Gridded cell (raster) data¶
Raster datasets store pixel values (cells), which require large storage space, but have a simple structure. A big advantage of rasters is the possibility to perform powerful geospatial and statistical analyses. Common Raster datasets are, among others, .tif
(GeoTIFF), GRID (a folder with a BND
, HDR
, STA
, VAT
, and other files), .flt
(floating points), ASCII (American standard Code for Information Interchange), and many more image-like file types.
Tip
Preferably use the GeoTIFF format in raster analyses. A GeoTIFF file, typically includes a .tif
file (with heavy data) and a .tfw
(a six-line plain text world file containing georeference information) file.
Note
The gdal
driver name for GeoTIFF handling is gdal.GetDriverByName('GTiff')
.
Projections and coordinate systems¶
In geospatial data analyses, a projection represents an approach to flatten (a part of) the globe. In this flattening process, latitudinal (North/South) and longitudinal (West/East) coordinates of a location on the globe (three-dimensional 3D) are projected into the coordinates of a two-dimensional (2d) map. When 3D coordinates are projected onto 2d coordinates, distortions occur and there is a variety of projection systems used in geospatial analyses. In practice this means that if we use geospatial data files with different projections, a distortion effect propagates in all subsequent calculations. It is absolutely crucial to avoid distortion effects by ensuring that the same projections and coordinate systems are applied to all geospatial data used. This starts with the creation of a new geospatial layer (e.g., a point vector shapefile) in QGIS and should be used consistently in all program codes. To specify a projection or coordinate system in QGIS, click on Project
> Properties
> CRS
tab and select a COORDINATE_SYSTEM
. For example, an appropriate coordinate system for central Europe is ESRI:31493
(read more in the QGIS docs). Projected systems may vary with regions (local coordinate systems), which can, for example, be found at epsg.io or spatialreference.org.

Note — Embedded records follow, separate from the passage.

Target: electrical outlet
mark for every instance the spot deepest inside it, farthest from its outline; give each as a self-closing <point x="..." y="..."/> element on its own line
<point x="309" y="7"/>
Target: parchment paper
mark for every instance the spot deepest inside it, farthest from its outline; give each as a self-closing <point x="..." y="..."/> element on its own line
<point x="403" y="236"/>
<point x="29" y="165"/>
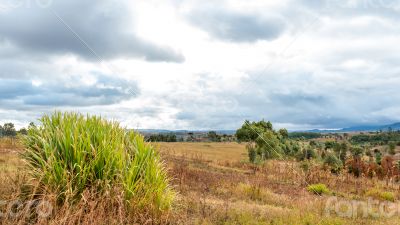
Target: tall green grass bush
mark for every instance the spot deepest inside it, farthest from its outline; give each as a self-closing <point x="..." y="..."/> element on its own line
<point x="69" y="153"/>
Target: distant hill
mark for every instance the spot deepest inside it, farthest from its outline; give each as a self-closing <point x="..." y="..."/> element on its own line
<point x="161" y="131"/>
<point x="364" y="128"/>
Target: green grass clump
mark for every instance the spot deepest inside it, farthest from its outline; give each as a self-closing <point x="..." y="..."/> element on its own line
<point x="382" y="195"/>
<point x="318" y="189"/>
<point x="70" y="153"/>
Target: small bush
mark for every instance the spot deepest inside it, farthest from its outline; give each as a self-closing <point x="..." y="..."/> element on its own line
<point x="333" y="162"/>
<point x="382" y="195"/>
<point x="318" y="189"/>
<point x="69" y="154"/>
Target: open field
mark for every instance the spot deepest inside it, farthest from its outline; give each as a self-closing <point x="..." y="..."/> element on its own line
<point x="216" y="152"/>
<point x="216" y="186"/>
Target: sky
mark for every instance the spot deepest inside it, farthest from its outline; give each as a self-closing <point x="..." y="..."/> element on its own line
<point x="202" y="64"/>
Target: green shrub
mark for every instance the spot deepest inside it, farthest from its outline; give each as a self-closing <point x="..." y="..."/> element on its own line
<point x="333" y="162"/>
<point x="382" y="195"/>
<point x="70" y="153"/>
<point x="318" y="189"/>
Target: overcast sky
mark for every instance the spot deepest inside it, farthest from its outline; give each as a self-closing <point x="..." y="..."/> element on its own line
<point x="202" y="64"/>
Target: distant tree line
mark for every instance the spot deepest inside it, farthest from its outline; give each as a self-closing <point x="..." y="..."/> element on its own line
<point x="304" y="135"/>
<point x="170" y="137"/>
<point x="377" y="138"/>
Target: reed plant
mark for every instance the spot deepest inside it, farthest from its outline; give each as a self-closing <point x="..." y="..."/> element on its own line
<point x="69" y="153"/>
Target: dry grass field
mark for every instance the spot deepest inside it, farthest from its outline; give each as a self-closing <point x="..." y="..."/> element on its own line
<point x="216" y="185"/>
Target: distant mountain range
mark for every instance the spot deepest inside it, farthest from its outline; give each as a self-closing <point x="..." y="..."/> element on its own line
<point x="161" y="131"/>
<point x="364" y="128"/>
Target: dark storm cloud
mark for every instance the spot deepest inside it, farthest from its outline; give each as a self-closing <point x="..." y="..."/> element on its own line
<point x="104" y="91"/>
<point x="236" y="26"/>
<point x="102" y="25"/>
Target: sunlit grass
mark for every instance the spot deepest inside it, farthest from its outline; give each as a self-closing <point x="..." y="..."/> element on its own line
<point x="70" y="153"/>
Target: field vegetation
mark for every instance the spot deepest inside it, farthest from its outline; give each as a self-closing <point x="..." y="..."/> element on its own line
<point x="213" y="182"/>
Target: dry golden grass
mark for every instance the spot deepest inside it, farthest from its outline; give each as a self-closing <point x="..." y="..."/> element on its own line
<point x="220" y="151"/>
<point x="215" y="186"/>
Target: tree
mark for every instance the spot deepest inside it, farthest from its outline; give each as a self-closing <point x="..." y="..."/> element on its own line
<point x="269" y="145"/>
<point x="392" y="148"/>
<point x="213" y="136"/>
<point x="23" y="131"/>
<point x="284" y="133"/>
<point x="263" y="142"/>
<point x="332" y="161"/>
<point x="249" y="132"/>
<point x="9" y="130"/>
<point x="344" y="148"/>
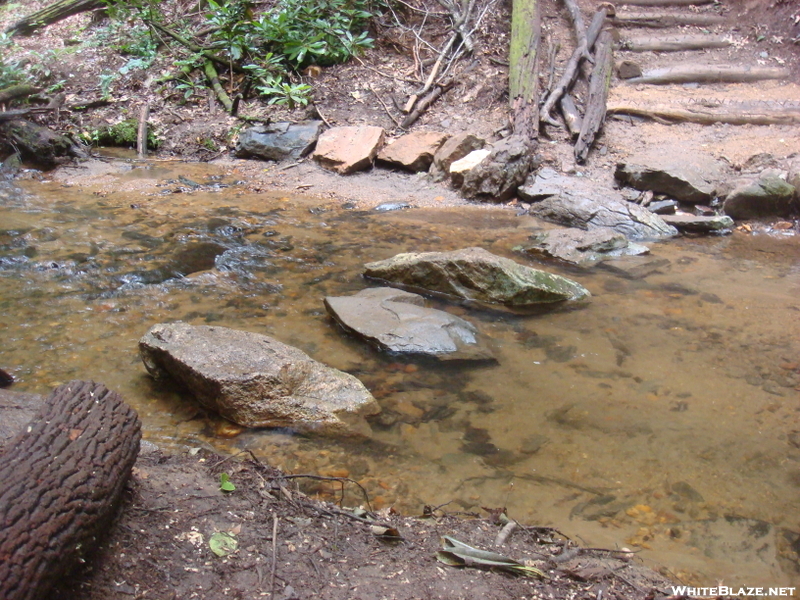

In shapefiles, information about the projection is stored in a .prj
file (recall definitions in the geospatial data section), which is a plain text file. The Open Spatial Consortium (OGC) and Esri use Well-Known Text (WKT) files for standard descriptions of coordinate systemsa and such a WKT-formatted .prj
file can look like this:
PROJCS["unknown",GEOGCS["GCS_unknown",
DATUM["D_Unknown_based_on_GRS80_ellipsoid",SPHEROID["GRS_1980",6378137.0,298.257222101]],
PRIMEM["Greenwich",0.0],UNIT["Degree",0.0174532925199433]],
PROJECTION["Lambert_Conformal_Conic"], PARAMETER["False_Easting",6561666.66666667],
..., UNIT["US survey foot",0.304800609601219]]
In GeoJSON files, the standard coordinate system is WGS84 according to the developer’s specifications. The units and measures defined in the WKT-formatted .prj
file also determine the units of WK***B* (Well-Known Binary) definitions of geometries such as line length (e.g., in meters, feet or many more), or polygon area (square meters, square kilometers, acres, and many more).
Tip
To ensure that all geometries are measures in meters and powers of meters, use EPSG:3857 (former 900913 - g00glE) to define the WKT-formatted projection file.